The Act establishes the New Jersey State Board of Home Improvement and Home Elevation Contractors. The board will be composed of nine New Jersey residents, including licensed home improvement contractors, members of the public, and trade association representatives. The board is tasked with developing new training, education, and experience standards, as well as a code of ethics for new home improvement contractors.

The board’s members are to be appointed no later than April 1, 2024, and must organize within 60 days after their appointment and, thereafter, meet at least once a month.

Six months after the board promulgates its rules and regulations, any individual performing home improvement or elevation services in the State must be licensed by the board. Further, the education and training requirements set forth in the Act will become effective “on the first day of the twenty-fifth month next following enactment,” which will not be until February 1, 2026.

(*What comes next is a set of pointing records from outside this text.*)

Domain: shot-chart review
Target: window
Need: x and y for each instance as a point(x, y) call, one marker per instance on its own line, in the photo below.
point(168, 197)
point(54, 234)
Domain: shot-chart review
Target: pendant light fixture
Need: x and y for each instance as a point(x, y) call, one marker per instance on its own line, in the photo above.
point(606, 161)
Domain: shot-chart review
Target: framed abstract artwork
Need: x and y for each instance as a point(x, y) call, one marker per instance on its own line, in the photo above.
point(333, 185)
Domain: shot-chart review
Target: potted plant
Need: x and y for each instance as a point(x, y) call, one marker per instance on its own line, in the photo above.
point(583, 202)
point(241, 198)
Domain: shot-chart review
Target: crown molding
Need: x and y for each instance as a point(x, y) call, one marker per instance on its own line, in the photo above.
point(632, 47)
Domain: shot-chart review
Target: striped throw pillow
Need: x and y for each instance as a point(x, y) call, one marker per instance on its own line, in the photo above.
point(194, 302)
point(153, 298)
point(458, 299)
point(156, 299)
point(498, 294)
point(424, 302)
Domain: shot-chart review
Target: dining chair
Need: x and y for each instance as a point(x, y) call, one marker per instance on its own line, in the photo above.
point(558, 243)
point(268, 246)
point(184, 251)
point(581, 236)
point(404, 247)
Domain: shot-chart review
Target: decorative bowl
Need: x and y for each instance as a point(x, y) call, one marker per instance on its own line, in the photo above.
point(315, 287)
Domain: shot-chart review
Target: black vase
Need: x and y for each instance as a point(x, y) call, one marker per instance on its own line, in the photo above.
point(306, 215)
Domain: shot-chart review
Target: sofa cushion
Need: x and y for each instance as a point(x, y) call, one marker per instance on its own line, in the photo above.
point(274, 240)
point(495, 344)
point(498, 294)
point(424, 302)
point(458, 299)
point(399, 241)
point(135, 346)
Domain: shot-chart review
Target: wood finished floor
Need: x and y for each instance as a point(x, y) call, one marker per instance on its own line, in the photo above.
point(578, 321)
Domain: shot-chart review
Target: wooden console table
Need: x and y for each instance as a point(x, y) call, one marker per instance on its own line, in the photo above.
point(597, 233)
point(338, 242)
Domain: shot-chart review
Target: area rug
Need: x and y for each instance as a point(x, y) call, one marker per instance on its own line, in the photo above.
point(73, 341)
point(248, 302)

Although existing licensed home improvement contractors in the State will be grandfathered in, new license applicants will be required to complete an apprenticeship, attend a trade school, or have at least two years of supervised experience performing home improvement services. Additionally, new applicants will need to pass an exam to become licensed by the board. Further, and critically, licensees will be required to maintain insurance, as well as a “compliance bond, letter of credit, or securities, moneys or other security” with the board worth at least $100,000 to cover any potential claims by consumers. If any claims are paid out from the compliance bond, letter of credit, securities or other monies, they must be replenished by the licensee.

While the new law will take some time to implement, home improvement and home elevation contractors should become acquainted with the Act and keep their eyes on the regulations as they become proposed by the board and ultimately take effect.   We will continue to monitor the new licensing requirements as they fully develop.